Friday November 2

Jack Kerouac’s On the Road: Whither Thou Goes in Thou Shiny Car

Jack Kerouac's On the Road is not gentle. It won't wait for you to call out of work, cancel appointments, or pay bills; it won’t wait for you to tell your spouse, "I just can't make it home tonight, dear." No, instead you're tossed into a shabby Ford and driven off at 110 mph, and as you sit up, straighten your collar, and look at the madman behind the wheel, all you can ask is, "Whither thou goes, America, in thou shiny car in the night?"

In 1947, Sal Paradise meets Dean Moriarty. He's instantly impressed by Dean, enchanted by his passion for life. So when Dean leaves for Denver, Sal promises himself that he, too, will soon make the pilgrimage west; and so begins his life on the road. For the next three years, Sal crosses and re-crosses America with little money, searching for "IT" (i.e. a meaning to life and God). He covers the whole country via the road -- big cities and small towns, countrysides and mountain ranges -- stopping only to visit friends and pick up hitchhikers. But of course, Sal isn't alone in this; in fact, he's not even usually the leader. That title belongs to the Denver madman himself, Dean Moriarty.

At times, Dean is enigmatic like Gatsby; crazed like Ahab; wild, youthful, and without family (though, also likewise, with a long-lost drunken father) like Huck Finn. But he's not just some literary hodgepodge, either (which would've been fascinating enough), but rather has something entirely unique to himself: madness. You see, Dean is mad to live and talk, mad to "dig" jazz and girls, mad to experience everything. So much so you often wonder, "Is this madness or psychosis?" (And is there a difference?) This is why Dean leads the way, and why Sal stays loyal to him, even when warned of Dean's destructiveness, even when, time and again, Sal witnesses this destruction and its victims, namely Dean's abandoned wives and families.

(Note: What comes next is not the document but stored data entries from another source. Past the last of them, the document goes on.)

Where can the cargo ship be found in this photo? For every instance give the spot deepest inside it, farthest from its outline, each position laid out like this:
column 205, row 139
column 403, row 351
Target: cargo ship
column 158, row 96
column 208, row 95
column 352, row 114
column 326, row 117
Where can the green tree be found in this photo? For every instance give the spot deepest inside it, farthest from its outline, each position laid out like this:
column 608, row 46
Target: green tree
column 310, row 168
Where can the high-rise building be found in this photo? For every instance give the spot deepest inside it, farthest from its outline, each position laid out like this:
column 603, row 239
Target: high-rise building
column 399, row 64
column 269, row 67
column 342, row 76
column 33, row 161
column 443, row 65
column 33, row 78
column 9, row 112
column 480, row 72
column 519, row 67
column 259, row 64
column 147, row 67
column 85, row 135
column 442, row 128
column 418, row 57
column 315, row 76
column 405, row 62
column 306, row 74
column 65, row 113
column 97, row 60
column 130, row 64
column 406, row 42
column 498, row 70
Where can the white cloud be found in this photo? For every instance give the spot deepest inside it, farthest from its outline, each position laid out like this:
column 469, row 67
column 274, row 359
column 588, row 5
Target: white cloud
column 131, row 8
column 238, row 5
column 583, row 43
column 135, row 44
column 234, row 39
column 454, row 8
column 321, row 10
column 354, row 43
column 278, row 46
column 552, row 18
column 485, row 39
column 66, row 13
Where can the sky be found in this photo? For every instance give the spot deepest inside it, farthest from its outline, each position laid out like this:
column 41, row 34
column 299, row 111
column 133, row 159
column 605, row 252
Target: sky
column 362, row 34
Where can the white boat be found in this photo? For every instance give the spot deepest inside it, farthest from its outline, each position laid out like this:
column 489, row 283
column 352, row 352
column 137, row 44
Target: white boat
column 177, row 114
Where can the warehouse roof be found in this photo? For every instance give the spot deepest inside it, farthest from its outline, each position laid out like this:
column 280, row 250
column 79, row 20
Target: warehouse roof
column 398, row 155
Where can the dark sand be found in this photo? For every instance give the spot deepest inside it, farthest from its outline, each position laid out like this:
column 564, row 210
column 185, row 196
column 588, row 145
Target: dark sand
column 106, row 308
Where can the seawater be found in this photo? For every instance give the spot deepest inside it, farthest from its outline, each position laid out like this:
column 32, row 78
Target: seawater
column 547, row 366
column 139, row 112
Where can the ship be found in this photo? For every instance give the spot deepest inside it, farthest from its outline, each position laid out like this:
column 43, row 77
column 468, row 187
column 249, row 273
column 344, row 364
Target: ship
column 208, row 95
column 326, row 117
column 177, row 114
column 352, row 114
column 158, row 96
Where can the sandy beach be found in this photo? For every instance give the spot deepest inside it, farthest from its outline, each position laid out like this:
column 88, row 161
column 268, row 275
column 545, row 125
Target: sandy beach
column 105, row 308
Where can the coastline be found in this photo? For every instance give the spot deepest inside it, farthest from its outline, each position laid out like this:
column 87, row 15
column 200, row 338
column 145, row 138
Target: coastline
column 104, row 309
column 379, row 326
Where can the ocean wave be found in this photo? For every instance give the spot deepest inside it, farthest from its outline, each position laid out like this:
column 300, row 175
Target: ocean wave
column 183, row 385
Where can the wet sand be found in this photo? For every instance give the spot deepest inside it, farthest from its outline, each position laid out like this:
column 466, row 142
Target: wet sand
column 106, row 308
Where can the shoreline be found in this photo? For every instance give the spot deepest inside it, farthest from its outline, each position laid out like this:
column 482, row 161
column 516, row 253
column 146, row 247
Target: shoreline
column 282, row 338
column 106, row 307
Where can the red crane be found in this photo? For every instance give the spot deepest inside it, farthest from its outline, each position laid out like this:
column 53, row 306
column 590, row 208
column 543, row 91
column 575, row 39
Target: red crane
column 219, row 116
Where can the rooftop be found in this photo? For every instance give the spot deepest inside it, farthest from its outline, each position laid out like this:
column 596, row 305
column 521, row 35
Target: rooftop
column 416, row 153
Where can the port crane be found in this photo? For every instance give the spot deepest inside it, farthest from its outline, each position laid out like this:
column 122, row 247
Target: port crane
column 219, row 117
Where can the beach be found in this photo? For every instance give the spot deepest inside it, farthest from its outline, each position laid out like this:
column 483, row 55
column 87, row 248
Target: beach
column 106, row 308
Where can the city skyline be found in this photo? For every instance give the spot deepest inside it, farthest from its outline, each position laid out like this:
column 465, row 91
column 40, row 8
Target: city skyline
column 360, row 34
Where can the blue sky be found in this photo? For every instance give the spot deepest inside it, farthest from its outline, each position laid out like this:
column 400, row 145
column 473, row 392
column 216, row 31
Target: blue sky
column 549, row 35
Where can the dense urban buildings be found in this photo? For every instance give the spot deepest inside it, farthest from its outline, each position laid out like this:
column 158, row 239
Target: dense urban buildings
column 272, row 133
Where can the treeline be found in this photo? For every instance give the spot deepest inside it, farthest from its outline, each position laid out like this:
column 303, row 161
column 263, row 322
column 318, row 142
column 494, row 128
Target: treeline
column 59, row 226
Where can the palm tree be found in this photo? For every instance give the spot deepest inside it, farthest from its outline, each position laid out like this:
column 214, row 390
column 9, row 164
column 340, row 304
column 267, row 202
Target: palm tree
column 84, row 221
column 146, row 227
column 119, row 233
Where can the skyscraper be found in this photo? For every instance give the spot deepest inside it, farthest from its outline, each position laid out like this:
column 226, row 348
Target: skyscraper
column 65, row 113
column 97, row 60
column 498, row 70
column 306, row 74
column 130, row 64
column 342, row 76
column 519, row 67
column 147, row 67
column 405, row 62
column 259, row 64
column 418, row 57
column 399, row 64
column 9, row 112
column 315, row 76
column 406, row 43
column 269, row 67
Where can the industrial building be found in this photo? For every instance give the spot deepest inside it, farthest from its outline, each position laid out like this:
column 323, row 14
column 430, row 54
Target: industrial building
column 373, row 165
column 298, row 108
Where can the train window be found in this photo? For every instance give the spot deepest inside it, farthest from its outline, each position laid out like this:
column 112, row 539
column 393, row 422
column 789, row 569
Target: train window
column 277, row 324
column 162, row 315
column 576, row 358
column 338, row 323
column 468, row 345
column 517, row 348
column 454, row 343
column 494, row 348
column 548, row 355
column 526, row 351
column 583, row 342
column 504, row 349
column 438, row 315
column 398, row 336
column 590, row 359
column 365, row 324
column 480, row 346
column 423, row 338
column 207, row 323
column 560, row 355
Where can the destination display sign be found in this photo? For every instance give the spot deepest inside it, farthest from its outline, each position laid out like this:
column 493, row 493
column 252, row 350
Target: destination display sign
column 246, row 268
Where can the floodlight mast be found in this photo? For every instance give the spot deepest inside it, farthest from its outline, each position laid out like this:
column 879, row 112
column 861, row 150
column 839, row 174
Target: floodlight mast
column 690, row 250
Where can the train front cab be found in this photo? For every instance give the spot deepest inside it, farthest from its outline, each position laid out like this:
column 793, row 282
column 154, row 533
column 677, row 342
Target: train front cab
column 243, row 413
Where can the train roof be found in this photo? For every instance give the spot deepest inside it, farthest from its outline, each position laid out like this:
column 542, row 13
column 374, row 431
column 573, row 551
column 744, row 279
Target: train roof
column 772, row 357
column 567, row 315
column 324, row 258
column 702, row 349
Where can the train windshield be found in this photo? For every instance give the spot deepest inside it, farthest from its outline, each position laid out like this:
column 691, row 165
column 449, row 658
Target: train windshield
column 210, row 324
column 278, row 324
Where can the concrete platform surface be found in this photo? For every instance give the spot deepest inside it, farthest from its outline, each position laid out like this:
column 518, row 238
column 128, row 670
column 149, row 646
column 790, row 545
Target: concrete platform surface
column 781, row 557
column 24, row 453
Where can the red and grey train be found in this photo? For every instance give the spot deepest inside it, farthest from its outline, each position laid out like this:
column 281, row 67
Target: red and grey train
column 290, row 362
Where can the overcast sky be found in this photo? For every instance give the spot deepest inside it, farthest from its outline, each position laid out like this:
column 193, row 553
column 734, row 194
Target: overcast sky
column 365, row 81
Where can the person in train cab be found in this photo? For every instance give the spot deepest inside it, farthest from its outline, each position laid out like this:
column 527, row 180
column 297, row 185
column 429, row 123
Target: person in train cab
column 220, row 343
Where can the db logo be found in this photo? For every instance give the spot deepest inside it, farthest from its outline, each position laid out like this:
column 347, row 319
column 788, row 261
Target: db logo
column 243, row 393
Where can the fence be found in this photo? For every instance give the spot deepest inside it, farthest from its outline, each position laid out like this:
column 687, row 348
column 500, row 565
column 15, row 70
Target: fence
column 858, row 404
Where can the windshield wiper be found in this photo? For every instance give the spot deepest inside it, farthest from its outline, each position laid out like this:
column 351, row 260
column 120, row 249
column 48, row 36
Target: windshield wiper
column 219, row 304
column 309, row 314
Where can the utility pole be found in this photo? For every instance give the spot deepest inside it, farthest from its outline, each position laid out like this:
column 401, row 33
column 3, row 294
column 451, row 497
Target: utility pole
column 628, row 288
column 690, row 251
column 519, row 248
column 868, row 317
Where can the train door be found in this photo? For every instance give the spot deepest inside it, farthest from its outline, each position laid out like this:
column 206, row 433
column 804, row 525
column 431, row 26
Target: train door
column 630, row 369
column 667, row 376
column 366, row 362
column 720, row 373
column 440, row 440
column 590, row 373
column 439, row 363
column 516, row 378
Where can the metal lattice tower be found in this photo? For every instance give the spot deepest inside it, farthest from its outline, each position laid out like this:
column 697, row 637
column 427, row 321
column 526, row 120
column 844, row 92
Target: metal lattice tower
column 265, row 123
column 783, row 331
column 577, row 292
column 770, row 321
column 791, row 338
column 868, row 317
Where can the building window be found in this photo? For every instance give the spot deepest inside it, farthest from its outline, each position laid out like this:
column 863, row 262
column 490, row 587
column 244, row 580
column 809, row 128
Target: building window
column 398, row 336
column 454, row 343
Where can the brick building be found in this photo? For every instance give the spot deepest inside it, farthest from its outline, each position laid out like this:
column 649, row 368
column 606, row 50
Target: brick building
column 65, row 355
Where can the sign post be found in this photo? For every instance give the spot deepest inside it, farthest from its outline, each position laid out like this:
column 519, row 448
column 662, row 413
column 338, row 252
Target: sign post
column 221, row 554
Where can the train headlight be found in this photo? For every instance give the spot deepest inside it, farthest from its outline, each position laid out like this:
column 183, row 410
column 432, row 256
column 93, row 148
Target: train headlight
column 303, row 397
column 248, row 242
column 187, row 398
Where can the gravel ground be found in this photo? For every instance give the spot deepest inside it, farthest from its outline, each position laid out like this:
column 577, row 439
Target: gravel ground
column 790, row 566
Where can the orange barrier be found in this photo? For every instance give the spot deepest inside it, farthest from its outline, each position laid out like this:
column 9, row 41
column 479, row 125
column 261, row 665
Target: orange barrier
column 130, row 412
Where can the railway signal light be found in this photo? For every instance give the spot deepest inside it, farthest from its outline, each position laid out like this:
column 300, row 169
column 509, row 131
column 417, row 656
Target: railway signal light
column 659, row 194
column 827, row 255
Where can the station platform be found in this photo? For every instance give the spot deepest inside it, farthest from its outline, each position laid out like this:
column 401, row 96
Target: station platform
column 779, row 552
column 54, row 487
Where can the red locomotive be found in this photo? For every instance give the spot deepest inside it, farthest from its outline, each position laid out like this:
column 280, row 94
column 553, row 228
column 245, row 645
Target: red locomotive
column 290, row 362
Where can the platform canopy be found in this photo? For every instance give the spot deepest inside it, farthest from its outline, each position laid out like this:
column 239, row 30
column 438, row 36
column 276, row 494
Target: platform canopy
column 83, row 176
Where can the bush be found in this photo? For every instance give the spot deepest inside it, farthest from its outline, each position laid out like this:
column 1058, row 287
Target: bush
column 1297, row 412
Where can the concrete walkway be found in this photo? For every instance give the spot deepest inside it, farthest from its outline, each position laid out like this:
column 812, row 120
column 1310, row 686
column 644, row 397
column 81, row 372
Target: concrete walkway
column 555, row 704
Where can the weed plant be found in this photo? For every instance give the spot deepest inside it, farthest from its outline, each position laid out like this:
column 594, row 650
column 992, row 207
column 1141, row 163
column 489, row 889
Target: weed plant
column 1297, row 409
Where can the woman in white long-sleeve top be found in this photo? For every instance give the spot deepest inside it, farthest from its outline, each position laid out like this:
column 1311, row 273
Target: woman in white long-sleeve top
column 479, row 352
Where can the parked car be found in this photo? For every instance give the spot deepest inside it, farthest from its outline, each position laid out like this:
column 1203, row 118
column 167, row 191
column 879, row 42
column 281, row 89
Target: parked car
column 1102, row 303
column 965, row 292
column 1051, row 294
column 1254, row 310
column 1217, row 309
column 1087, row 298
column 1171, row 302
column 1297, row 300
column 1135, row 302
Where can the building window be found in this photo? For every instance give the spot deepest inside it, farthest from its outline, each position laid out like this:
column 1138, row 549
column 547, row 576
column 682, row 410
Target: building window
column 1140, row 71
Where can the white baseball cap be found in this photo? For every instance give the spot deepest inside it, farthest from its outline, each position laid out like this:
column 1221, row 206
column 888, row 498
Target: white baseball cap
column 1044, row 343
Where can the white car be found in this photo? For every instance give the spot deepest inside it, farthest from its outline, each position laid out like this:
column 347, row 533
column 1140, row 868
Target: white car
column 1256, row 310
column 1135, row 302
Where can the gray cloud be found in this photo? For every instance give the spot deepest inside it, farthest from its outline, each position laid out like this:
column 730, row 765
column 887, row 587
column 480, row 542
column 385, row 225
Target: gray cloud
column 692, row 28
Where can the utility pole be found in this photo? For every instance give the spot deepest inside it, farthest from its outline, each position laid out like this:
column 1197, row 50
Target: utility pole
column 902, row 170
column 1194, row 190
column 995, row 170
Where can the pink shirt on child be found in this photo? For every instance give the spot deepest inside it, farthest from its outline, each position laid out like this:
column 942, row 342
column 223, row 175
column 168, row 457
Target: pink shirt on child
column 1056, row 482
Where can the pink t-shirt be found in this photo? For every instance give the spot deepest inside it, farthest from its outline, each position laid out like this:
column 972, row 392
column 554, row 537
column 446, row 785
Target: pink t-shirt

Like his characters, Jack Kerouac's prose is both rapid and expansive. His sentences twist and turn like the roads that snake across the country and take seemingly improvised, and very jazz-like, detours along the way: small adventures of their own.

Upon publication, Kerouac was hailed the voice of the Beat Generation. Although he wrote other books (e.g., The Dharma Bums and Big Sur), On the Road proved Kerouac's most enduring and powerful, influencing the likes of Hunter S. Thompson and Bob Dylan. A movie adaption of On the Road starring Kristen Stewart, Garrett Hedlund, and Sam Riley is due out in 2012.